Discussion in 'Tesla, Inc.' started by ZeApelido, Jul 5, 2017.

  1. ZeApelido

    ZeApelido Member

    Jun 1, 2016
    The Peninsula, CA
    I am familiar with some folks to converse with some people in Panasonic upper management - they seem to boast they are leading most of the technology behind the batteries going into Tesla products. Obviously they are a big contributor in both technology and investment in the Gigafactory, so what is Tesla's contribution? I assume Tesla has contributed to some innovation to the batteries, but I'm not sure who's done what.
    • Like x 2
  2. jbcarioca

    jbcarioca Active Member

    Feb 3, 2015
    Good question. I'll wager there has been good work by both. They both appear quite satisfied with each other, which argues for mutual support. Jeff dawn is contracted to Tesla and JB has made a good many battery pronouncements. I'll speculate that Panasonic is devoted to cell production technology and Tesla more oriented to battery pack and BMS issues, while they probably both have a fair amount of chemistry and performance contributions.

    Some years back Tesla seemed to be the preeminent BMS expert, with cell-level QC,monitoring and history. Nothing makes me think they are anything else today. Nobody else has produced the volumes of cells that Panasonic has done.

    I really would like to know the answers to your question.
    • Like x 2
  3. Fallenone

    Fallenone Active Member

    Oct 13, 2015
    Reno, NV
    On the cell level, I would say at least for the 18650, Panasonic deserves most of the credits. Tesla's % contribution to the 2170 should be higher.

    On pack level, I think it's mostly Tesla.
    • Like x 2
  4. AEdennis

    AEdennis Active Member

    Jul 23, 2013
    That's a great way to sum it up @Fallenone.

    I was going to say that considering how vertically integrated Tesla is. To have a supplier like Panasonic continue to be a partner wi Tesla as long as they've been is a testament to their bonds as organizations.
  5. SageBrush

    SageBrush 2018: Drain the Sewer

    May 7, 2015
    I may be wrong, but I have the impression that Tesla IP does not propagate outside of the partnership while Panasonic IP does and is non-exclusive. This implies that to the extent that Panasonic OEM battery products are inferior to Tesla, the difference is Tesla IP.
  6. techmaven

    techmaven Active Member

    Feb 27, 2013
    I would assume almost all at the cell level is Panasonic. Tesla makes some minor adjustments and selects the Panasonic technologies. The pack integration is all Tesla, which includes the module level and the battery management system. And the choice of using this particular chemistry supplied by Panasonic is on Tesla. Other automakers are unwilling thus far to make the same choices as Tesla at cell and at the pack level for a variety of reasons. And they likely will continue to avoid Tesla's choices in the foreseeable future, hoping that cell level advancements will negate the need to do what Tesla does at the pack level in order to mitigate the issues at the cell level.
  7. ElectricTundra

    ElectricTundra P85D AP1

    Feb 5, 2015
    #7 ElectricTundra, Jul 7, 2017
    Last edited: Jul 7, 2017
    My understanding from folks at 3M who worked with Jeff Dahn's group @ Dalhousie... 18650 was primarily Panasonic (and others as it's fairly standardized) though Tesla made some changes to the chemistry. Some of these changes likely go back to around 2004.

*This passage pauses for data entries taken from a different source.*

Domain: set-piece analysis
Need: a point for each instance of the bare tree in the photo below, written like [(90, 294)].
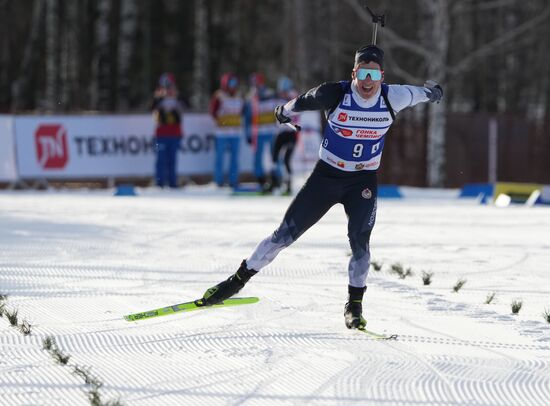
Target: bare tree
[(69, 58), (20, 86), (99, 84), (52, 55)]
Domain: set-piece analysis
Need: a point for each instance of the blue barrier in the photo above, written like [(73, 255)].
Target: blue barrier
[(389, 191), (477, 189), (125, 190)]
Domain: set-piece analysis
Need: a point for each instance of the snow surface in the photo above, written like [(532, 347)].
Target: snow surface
[(73, 263)]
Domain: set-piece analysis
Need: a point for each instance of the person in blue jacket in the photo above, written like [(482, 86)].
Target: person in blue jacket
[(359, 113), (260, 124), (168, 112), (226, 107)]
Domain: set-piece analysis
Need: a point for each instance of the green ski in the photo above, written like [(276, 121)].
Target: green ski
[(188, 307), (377, 336)]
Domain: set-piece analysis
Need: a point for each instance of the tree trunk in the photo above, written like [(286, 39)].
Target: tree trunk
[(200, 96), (69, 57), (99, 85), (127, 34), (20, 86), (51, 101), (302, 63), (437, 41)]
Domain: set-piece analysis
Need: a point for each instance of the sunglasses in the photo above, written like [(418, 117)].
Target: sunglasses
[(362, 73)]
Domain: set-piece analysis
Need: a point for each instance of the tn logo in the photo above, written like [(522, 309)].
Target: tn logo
[(51, 146)]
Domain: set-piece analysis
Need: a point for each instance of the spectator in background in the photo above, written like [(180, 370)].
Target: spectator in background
[(226, 107), (168, 110), (285, 141), (260, 124)]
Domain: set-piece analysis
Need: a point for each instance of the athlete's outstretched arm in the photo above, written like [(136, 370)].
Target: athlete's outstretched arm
[(322, 97)]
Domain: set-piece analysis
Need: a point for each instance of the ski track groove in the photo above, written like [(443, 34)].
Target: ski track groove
[(248, 357)]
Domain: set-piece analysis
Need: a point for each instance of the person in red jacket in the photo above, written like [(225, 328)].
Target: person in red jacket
[(168, 111)]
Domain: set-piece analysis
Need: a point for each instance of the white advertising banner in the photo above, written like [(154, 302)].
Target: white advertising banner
[(105, 146), (8, 167), (78, 147)]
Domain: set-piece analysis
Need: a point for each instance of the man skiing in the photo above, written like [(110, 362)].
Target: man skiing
[(359, 113)]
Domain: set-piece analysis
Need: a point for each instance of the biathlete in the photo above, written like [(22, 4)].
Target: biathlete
[(359, 114)]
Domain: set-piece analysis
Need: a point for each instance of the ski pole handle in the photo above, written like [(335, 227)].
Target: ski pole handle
[(295, 127)]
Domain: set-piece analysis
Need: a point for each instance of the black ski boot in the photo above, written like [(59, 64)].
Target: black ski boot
[(354, 308), (229, 287)]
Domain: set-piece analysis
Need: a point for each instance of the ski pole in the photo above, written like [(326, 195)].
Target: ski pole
[(295, 127), (376, 19)]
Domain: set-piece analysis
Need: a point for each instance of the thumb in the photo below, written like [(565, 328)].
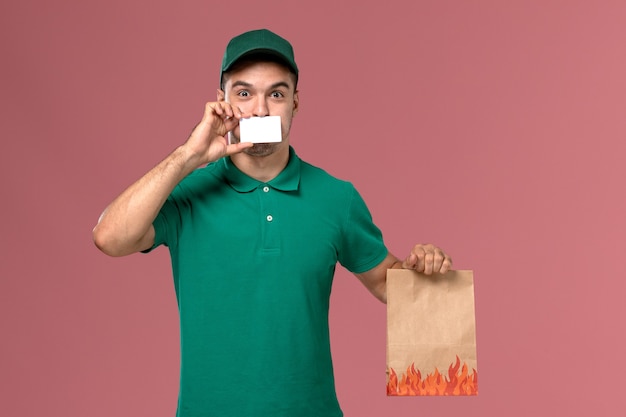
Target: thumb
[(409, 262)]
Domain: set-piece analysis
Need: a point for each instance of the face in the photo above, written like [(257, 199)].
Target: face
[(262, 89)]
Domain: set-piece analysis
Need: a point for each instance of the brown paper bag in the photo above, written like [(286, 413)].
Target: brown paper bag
[(431, 334)]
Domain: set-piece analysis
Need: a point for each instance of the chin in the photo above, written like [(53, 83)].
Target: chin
[(262, 149)]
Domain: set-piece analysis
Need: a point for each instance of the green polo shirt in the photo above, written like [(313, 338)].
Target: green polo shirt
[(253, 265)]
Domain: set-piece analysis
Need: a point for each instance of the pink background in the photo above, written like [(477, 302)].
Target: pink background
[(495, 129)]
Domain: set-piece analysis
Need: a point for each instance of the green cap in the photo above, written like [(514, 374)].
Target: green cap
[(261, 40)]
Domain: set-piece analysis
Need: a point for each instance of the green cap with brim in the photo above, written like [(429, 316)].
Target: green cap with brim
[(258, 41)]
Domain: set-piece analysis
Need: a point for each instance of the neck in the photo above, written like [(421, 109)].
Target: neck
[(262, 168)]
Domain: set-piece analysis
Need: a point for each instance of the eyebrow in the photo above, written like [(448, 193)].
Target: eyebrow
[(273, 86)]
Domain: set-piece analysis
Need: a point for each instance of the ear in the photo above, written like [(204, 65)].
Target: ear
[(296, 102)]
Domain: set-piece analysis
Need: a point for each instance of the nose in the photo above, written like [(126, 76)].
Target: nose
[(260, 107)]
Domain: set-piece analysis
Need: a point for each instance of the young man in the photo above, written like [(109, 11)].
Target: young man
[(254, 239)]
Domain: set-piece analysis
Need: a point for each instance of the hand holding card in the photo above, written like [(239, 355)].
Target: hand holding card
[(260, 129)]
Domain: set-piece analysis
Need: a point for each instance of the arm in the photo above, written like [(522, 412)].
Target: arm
[(423, 258), (125, 226)]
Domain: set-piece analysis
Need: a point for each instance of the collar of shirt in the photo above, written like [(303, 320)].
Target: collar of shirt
[(287, 180)]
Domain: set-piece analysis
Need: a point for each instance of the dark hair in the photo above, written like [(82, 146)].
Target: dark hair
[(258, 57)]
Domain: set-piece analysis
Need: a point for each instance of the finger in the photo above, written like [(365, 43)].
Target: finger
[(446, 265), (428, 263), (421, 259), (438, 258), (409, 262)]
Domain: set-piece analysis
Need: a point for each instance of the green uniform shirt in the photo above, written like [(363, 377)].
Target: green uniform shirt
[(253, 265)]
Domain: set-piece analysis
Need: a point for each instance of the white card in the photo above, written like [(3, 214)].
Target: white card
[(260, 129)]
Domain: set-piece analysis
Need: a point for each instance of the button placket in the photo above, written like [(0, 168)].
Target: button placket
[(270, 234)]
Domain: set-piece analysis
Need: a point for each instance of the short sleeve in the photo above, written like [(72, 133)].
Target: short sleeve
[(167, 223), (362, 246)]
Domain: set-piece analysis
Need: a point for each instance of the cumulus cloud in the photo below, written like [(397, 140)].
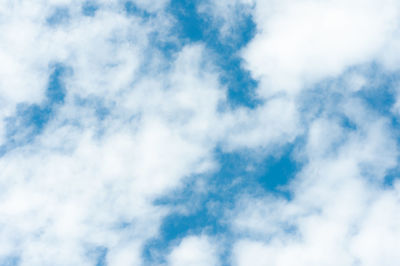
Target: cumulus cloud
[(194, 251), (99, 120)]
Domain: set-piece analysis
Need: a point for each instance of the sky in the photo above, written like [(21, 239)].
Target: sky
[(199, 133)]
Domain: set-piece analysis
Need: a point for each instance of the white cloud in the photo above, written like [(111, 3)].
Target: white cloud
[(337, 203), (194, 251)]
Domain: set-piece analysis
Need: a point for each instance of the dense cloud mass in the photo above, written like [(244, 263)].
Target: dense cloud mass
[(199, 133)]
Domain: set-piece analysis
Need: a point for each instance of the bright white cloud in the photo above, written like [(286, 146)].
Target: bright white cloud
[(87, 183), (194, 251)]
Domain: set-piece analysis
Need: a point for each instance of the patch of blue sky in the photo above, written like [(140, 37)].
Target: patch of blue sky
[(133, 9), (98, 255), (378, 93), (89, 8), (30, 119), (59, 16), (193, 27), (239, 173)]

    2170 was a joint effort. Development was led by Tesla but had input from both. Tesla likely had more input on size, stack, and chemistry while Panasonic likely had greatest input on manufacturability.

    Pack and BMS design has been led by Tesla with a lot of input from Panasonic.

    As to credit. Neither entity, unless you include Dahn, can claim credit for Li-ion. Panasonic did advance Li-ion and some of that may be why Tesla choose Panasonic to work with though it also could have been that Panasonic appeared the easiest to work with. Tesla likely deserves credit for the idea of using these cells in a car, some chemistry changes, and development of the packs & BMS? My guess is that Tesla also deserves credit for the 2170 though its design had input from a lot of individuals from Tesla, Panasonic, Dalhousie, 3M, and elsewhere.